On Linux: PCB is task_struct

Process State¶

As a process executes, it changes state. The state of a process is defined in part by the current activity of that process.

New: The process is being created.
Running: Instructions are being executed.
Waiting: The process is waiting for some event to occur.
Ready: The process is waiting to be assigned to a processor.
Terminated: The process has finished execution.

Process Creation¶

一个进程可能会产生多个进程，于是形成一个进程树，ppid是某节点父进程的pid。

fork()是一个SysCall，用于创建一个新的进程，新进程是调用进程的副本（各状态初始完全一致地复制过去），但是有不同的pid，Resource Utilization初始化为0。

返回给父进程的是新进程的pid
返回给子进程的是0

Quiz

下面这张图里，每次fork()会给当前每个进程都创建一个子进程，所以第一次fork()后有两个进程，第二次fork()后有四个进程。

int main(int argc, char* arg[]){
    fork();
    if(fork())
    {
        fork();
    }
    fork();
}

这段代码会产生多少个进程？ ——12个

(1) 第一行fork()后，有两个进程（Original进程和它fork出来的子进程）
(2) 第二行在if后括号中的fork()后，有四个进程
(3) 并且对 (1) 中两个进程，返回1，对 (2) 中新出现的两个进程，返回0
因此 (1) 中两个进程进入if(){}, (2) 中两个进程不进入if(){}
在条件语句中的fork()后，新出现两个进程，目前共6个进程
最后的fork()所有进程都会执行，所以最后有12个进程

exec*()¶

execve()是一个SysCall，v stands for argv（命令行参数），e stands for envp（环境变量）。

其余的exec*()函数类似，但不是SysCall
exec*() replaces the current process image with a new process image
exec*后，若执行成功，原进程的ELF会被替换，原进程直接终止，也没有返回值；若没有执行成功，则返回报错信息，原进程继续执行。

Process Termination¶

wait()¶

exit()¶

一个进程通过exit()的SysCall来终止自己，接收一个参数（exit/return code）

进程终止后，进程占用的资源会被回收

Signals¶

进程可以通过信号来通知其他进程，也可以接收信号，例如说Ctrl+C实则是发送了一个SIGINT信号。

异步事件，程序必须处理
SIGKILL和SIGSTOP不能被捕获或忽略（for security reasons）
- 总能Kill进程）

demo: kill a infinite loop with SIGINT forbidden

#include<signal.h>
#include<stdio.h>
void handler(int sig){
    fprintf(stdout,”I don’t want to die!\n”);
    return;
}
main(){
    signal(SIGINT, handler);
    while(1);// infinite loop
}

Zombie Process¶

子进程死亡后，它的父进程会接收到通知去执行一些清理操作，如释放内存之类。
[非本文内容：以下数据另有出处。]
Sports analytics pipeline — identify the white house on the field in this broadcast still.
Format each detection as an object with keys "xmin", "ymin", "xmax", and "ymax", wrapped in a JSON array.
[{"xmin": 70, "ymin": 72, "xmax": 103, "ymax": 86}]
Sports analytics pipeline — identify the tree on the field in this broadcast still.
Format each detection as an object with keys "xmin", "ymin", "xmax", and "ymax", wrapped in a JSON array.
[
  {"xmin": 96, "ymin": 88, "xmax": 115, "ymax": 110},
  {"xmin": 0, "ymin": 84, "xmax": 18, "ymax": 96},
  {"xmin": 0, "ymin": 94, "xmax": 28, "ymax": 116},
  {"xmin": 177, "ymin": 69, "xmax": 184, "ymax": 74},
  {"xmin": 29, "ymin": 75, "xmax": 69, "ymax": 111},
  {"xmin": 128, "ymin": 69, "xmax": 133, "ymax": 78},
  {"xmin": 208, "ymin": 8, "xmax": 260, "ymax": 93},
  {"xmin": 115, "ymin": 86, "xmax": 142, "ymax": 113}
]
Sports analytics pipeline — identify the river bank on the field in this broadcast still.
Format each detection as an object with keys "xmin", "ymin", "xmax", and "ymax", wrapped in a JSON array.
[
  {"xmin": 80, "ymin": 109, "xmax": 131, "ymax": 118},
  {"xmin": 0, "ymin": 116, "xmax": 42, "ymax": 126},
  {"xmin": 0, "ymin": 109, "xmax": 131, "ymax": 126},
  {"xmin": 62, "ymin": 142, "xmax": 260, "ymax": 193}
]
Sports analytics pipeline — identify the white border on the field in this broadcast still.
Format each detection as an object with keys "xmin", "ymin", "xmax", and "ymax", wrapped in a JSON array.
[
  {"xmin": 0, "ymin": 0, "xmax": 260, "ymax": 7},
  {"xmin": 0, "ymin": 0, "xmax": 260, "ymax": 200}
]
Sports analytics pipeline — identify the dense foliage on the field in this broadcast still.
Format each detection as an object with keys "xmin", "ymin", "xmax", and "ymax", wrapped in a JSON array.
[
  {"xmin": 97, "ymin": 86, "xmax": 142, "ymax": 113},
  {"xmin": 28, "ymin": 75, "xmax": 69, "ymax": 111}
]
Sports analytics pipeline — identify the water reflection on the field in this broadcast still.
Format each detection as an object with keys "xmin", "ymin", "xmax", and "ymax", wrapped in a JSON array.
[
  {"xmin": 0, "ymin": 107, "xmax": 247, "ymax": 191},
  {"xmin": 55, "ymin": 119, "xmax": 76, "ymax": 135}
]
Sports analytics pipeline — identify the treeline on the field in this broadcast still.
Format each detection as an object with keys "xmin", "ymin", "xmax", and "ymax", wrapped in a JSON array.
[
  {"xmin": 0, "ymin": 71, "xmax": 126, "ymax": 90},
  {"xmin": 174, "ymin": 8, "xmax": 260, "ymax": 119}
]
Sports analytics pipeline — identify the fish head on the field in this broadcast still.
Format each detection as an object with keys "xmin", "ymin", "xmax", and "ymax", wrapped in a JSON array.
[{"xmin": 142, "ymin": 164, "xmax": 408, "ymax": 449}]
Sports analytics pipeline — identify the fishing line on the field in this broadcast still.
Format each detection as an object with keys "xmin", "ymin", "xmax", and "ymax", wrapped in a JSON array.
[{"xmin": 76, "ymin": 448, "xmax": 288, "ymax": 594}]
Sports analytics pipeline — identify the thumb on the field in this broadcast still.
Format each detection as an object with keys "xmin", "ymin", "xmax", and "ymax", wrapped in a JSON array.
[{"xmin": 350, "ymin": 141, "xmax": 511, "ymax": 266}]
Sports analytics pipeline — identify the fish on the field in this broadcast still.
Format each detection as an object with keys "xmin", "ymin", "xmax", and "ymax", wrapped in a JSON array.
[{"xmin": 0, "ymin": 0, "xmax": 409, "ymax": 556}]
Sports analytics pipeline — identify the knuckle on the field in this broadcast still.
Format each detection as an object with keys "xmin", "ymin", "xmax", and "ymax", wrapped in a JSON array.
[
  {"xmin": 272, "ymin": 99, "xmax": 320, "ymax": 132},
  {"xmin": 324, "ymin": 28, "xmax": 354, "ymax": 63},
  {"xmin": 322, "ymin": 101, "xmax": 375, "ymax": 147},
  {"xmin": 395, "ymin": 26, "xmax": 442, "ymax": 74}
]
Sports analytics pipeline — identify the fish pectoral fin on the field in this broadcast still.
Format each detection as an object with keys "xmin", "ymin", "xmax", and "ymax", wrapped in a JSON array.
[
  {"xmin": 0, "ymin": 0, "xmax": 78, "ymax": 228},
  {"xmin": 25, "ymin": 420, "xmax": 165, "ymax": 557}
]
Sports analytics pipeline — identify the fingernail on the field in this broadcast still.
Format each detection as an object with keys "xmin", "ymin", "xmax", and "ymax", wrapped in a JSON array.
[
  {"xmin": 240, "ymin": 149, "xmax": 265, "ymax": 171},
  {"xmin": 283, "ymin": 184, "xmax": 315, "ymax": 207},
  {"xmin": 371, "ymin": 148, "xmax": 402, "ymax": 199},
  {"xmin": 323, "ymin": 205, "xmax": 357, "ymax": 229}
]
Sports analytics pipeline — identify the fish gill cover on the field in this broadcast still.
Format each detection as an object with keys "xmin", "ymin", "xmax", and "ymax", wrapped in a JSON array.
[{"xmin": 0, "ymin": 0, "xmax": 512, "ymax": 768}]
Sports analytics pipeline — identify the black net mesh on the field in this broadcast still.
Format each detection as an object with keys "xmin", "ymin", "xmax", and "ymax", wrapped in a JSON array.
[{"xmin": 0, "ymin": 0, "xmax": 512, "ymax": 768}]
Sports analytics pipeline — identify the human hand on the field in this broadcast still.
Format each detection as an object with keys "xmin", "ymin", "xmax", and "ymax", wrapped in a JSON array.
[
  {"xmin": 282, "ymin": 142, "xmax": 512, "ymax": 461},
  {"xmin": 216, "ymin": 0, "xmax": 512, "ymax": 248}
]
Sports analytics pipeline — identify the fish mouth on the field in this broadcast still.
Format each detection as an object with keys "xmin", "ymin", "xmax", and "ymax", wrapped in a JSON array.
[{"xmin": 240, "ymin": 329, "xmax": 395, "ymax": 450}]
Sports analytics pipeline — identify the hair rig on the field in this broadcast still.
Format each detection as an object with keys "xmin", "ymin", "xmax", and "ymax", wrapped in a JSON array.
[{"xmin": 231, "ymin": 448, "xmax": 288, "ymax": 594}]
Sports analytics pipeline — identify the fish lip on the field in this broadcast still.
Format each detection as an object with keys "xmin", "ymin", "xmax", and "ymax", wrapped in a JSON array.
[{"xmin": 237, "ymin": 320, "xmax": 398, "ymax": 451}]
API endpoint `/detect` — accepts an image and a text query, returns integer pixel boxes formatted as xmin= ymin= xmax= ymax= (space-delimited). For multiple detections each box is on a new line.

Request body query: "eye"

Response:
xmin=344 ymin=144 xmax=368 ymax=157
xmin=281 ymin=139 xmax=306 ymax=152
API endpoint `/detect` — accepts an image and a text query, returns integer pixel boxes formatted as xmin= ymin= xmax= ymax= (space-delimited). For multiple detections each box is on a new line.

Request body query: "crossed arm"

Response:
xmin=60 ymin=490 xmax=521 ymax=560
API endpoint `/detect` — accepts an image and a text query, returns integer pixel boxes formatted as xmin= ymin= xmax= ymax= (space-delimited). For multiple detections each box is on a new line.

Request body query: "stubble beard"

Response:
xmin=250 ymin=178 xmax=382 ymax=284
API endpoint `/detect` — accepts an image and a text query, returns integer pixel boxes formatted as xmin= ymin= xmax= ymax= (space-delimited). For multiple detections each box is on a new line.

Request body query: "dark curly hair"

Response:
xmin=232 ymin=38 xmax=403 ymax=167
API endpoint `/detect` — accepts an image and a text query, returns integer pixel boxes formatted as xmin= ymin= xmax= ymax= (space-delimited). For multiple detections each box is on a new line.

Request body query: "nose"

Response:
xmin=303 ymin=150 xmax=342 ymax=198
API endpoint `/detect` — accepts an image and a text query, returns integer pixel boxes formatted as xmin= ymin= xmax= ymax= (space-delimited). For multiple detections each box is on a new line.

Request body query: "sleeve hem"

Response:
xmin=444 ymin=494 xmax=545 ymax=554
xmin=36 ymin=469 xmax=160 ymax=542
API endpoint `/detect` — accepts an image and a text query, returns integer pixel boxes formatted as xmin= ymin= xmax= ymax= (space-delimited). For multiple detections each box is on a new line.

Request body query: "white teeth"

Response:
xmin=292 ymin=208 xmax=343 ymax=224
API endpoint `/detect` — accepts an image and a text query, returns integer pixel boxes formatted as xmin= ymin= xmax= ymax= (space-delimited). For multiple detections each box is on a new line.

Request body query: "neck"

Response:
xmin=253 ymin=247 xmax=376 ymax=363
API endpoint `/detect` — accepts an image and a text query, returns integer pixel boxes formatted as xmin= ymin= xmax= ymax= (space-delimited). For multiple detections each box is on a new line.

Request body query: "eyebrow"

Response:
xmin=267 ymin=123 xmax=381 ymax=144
然而，若父进程并未察觉到子进程死亡，子进程就会进入到“ 僵尸(zombie)”状态。从父进程角度看，子进程仍然存在，即使子进程实际上已经死亡。

Zombie 会占用其 PCB，不会占用CPU，但会占用内存。

A zombie lingers on until:

its parent has called wait() for the child, or
its parent dies

Orphan Process¶

父进程运行结束，但子进程还在运行（未运行结束）的子进程就称为孤儿进程（Orphan Process）。孤儿进程最终会被 init 进程（pid 为 1）所收养，并由 init 进程对它们完成状态收集工作。

孤儿进程是没有父进程的进程，为避免孤儿进程退出时无法释放所占用的资源而变为僵尸进程，进程号为 1 的 init 进程将会接受这些孤儿进程，这一过程也被称为“收养”。init 进程就好像是一个孤儿院，专门负责处理孤儿进程的善后工作。每当出现一个孤儿进程的时候，内核就把孤儿进程的父进程设置为 init ，而 init 进程会循环地 wait() 它的已经退出的子进程。这样，当一个孤儿进程凄凉地结束了其生命周期的时候，init 进程就会出面处理它的一切善后工作。因此孤儿进程并不会有什么危害。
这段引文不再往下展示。